Es sintomática en tal sentido la “regla de oro” que las grandes
religiones establecen, en su formulación tanto positiva como negativa, como
clave para una buena marcha social. Según aquélla, he de comportarme con el
“otro” como si fuera mi propia persona. No otra cosa, en el fondo, estableció
Kant en su reflexión filosófica al definir el “imperativo categórico”. Son fórmulas
interpelantes en especial para quienes edificar sus estatuas sobre los retazos
de prójimos marginados y oprimidos. El mensaje cristiano es claro al presentar
el amor como el mandamiento máximo, centro y eje del comportamiento humano. San
Pablo en su Carta a los Romanos precisa: “Con nadie tengan otra deuda que la
del mutuo amor. Pues el que ama al prójimo, ha cumplido la ley” (13, 8).
A propósito del reciente llamado de los Obispos a refundar nuestro
país ante la magnitud y hondura del actual desastre, es oportuno subrayar que
una refundación política ha de acompañarse de una ético-cultural: reconocernos prójimos,
hermanos, en una misma comunidad nacional.
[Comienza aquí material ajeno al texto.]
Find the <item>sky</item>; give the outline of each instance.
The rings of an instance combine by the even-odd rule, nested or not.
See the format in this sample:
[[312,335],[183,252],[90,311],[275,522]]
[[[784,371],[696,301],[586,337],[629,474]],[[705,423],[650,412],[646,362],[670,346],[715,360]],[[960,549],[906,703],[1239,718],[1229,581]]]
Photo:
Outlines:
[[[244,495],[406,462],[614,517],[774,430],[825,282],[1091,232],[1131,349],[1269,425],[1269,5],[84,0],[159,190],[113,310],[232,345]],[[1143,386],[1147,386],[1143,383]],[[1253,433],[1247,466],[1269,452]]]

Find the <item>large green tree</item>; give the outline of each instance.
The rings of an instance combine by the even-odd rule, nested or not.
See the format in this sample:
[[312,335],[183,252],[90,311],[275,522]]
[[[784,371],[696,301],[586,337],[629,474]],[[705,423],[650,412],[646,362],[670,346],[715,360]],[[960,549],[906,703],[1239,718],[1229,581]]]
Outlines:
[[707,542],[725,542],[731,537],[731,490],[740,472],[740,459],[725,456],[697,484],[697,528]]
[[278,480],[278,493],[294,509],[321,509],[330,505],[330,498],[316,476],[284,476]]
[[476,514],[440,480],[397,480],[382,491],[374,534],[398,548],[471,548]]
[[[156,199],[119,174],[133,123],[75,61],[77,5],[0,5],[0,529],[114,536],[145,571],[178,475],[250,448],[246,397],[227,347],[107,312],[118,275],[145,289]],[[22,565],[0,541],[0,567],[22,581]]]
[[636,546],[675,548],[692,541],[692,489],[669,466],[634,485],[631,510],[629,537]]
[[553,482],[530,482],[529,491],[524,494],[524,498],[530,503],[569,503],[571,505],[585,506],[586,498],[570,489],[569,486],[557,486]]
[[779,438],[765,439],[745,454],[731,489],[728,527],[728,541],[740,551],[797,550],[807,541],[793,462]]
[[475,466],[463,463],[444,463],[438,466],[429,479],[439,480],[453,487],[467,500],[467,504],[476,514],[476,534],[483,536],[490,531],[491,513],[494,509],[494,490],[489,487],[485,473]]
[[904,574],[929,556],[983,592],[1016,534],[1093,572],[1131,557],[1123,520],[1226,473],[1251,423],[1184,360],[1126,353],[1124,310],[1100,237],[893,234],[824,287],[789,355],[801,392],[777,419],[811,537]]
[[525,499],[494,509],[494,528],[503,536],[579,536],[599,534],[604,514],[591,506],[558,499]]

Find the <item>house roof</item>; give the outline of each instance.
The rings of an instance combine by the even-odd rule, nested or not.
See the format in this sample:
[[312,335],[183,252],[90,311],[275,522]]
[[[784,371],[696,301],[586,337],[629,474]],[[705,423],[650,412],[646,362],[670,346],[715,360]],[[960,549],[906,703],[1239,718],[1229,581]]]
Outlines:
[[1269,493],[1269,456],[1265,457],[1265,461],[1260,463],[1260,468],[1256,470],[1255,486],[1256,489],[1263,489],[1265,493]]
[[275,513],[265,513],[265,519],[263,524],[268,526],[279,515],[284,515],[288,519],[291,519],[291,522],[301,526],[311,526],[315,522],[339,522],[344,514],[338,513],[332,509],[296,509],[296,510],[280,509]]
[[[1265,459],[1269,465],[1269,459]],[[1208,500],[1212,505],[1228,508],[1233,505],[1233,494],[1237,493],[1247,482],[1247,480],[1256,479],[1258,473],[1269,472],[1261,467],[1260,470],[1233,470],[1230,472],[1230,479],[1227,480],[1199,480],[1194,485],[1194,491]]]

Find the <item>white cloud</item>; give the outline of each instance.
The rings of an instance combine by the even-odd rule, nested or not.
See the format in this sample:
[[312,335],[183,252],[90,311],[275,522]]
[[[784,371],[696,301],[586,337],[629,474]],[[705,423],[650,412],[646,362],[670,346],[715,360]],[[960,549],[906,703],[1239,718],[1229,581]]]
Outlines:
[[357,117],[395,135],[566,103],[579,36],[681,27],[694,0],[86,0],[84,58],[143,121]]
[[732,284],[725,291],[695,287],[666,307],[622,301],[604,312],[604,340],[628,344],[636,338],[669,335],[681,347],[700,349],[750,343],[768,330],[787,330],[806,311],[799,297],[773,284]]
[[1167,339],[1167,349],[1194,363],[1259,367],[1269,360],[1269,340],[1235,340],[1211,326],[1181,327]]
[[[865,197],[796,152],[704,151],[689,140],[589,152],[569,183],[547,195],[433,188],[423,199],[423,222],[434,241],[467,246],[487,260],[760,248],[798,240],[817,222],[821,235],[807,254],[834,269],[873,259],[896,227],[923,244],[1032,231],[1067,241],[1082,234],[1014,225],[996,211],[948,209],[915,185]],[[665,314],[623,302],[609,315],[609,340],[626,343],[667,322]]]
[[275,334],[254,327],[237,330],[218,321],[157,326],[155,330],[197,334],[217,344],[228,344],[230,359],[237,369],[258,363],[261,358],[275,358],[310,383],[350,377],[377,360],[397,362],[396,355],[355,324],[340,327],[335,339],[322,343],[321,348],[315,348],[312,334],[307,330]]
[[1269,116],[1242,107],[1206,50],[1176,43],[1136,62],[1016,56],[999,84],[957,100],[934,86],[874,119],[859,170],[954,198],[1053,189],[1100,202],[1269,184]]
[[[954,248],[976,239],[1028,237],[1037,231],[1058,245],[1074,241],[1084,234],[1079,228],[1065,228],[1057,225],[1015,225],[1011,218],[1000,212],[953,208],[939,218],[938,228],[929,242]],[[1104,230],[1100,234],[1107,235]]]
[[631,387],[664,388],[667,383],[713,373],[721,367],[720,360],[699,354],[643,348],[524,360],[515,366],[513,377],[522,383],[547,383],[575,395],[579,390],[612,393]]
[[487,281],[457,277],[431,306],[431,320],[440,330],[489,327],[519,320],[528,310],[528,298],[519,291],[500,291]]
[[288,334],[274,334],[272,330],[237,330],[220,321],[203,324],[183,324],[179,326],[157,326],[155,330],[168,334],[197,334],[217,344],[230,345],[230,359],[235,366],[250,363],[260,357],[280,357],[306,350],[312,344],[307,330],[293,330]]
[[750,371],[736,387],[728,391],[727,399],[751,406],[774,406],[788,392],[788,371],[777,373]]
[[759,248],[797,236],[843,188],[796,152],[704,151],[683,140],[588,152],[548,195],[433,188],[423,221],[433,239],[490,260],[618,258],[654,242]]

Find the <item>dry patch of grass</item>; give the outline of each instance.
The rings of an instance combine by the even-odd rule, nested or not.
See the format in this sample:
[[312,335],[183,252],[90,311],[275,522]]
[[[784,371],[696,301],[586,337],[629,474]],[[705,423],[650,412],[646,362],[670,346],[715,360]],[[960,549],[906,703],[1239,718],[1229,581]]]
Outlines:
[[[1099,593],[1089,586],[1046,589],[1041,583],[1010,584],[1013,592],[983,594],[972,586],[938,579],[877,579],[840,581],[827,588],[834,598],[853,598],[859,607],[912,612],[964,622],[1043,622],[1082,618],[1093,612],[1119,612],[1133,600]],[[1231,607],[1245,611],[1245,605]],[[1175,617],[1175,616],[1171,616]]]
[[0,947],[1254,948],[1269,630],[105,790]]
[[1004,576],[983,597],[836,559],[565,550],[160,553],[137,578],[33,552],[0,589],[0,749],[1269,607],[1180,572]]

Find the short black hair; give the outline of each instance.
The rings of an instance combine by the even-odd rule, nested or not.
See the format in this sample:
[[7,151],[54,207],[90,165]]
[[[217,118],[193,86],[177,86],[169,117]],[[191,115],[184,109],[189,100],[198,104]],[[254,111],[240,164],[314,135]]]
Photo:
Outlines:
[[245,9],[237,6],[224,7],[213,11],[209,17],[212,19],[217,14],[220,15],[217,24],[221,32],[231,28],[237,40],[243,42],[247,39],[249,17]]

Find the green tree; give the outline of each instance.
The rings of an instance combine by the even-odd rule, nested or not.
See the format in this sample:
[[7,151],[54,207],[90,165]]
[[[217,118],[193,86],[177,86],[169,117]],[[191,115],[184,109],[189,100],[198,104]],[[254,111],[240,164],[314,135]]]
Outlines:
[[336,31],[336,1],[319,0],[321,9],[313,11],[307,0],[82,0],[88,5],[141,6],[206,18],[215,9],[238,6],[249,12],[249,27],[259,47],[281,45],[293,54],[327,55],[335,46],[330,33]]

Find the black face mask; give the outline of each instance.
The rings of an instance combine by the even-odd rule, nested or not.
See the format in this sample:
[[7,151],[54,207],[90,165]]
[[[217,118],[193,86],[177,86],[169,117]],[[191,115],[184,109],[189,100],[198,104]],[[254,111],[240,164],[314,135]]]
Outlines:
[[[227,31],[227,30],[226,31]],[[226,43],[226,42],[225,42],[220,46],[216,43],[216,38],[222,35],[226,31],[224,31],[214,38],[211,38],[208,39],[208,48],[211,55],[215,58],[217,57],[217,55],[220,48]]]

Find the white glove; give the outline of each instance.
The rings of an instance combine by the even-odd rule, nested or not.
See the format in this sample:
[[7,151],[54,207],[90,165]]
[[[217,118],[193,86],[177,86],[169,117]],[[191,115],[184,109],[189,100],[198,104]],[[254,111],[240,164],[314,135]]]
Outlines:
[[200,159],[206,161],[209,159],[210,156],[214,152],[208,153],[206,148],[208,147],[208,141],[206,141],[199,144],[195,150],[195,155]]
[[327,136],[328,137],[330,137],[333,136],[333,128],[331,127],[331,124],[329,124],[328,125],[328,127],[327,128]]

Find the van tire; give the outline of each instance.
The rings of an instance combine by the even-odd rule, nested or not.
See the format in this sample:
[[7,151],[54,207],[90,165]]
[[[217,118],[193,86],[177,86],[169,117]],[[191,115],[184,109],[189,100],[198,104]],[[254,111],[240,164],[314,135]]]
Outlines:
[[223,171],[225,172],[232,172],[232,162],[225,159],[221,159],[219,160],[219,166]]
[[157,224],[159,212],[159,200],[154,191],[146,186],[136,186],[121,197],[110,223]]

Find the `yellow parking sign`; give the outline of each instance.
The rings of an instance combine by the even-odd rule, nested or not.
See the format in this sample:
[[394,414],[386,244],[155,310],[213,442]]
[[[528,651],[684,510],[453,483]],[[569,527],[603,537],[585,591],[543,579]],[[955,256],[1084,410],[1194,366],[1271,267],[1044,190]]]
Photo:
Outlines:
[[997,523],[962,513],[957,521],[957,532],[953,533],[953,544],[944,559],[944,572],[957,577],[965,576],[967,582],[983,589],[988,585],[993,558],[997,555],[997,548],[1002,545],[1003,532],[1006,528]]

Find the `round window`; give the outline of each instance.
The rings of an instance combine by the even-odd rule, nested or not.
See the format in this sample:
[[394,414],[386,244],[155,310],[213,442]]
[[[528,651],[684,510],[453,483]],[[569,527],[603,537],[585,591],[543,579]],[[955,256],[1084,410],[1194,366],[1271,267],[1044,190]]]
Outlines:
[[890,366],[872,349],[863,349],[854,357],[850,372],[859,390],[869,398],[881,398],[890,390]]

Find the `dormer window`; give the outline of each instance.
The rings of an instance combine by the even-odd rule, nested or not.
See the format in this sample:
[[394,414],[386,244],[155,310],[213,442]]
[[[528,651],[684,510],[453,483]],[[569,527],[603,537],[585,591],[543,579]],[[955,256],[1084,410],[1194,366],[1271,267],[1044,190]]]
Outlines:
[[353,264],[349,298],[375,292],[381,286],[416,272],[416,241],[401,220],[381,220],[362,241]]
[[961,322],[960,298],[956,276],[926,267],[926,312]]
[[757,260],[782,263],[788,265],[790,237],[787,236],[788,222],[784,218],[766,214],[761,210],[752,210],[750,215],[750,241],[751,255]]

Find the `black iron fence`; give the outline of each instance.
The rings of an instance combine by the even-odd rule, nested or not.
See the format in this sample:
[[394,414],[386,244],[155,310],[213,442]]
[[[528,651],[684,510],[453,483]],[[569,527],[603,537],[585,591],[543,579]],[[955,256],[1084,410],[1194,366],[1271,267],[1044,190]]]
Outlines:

No a pesar de nuestras
diferencias, sino precisamente por ellas. La prédica ideológica
fundamentalista nos ha dividido en extremo. El término escuálido y otros
semejantes, que expresan la aniquilación del oponente, han llevado al
desmembramiento del conjunto nacional y abierto el camino a la expatriación
física de millones de compatriotas. Los homi-geno-cidios han comenzado siempre
por asesinatos verbales. Y lemas como “revolución o muerte” convierten las
diferencias ideológico-políticas en beligerancia armada. De enfrentamiento
democrático se cae en “guerra a muerte”, que abre paso a la prisión y la
tortura por causas políticas.
La refundación exige un reencuentro nacional. Hemos de
cambiar régimen e ideas, pero antes, durante y después tenemos que cambiar
nosotros. Me gusta recordar aquello que en Edipo Rey pone Sófocles en
boca del sacerdote: “Nada son los castillos, nada los barcos, si ninguna
persona hay en ellos”.
Sí ¡Hemos de ser guardianes de nuestros hermanos venezolanos!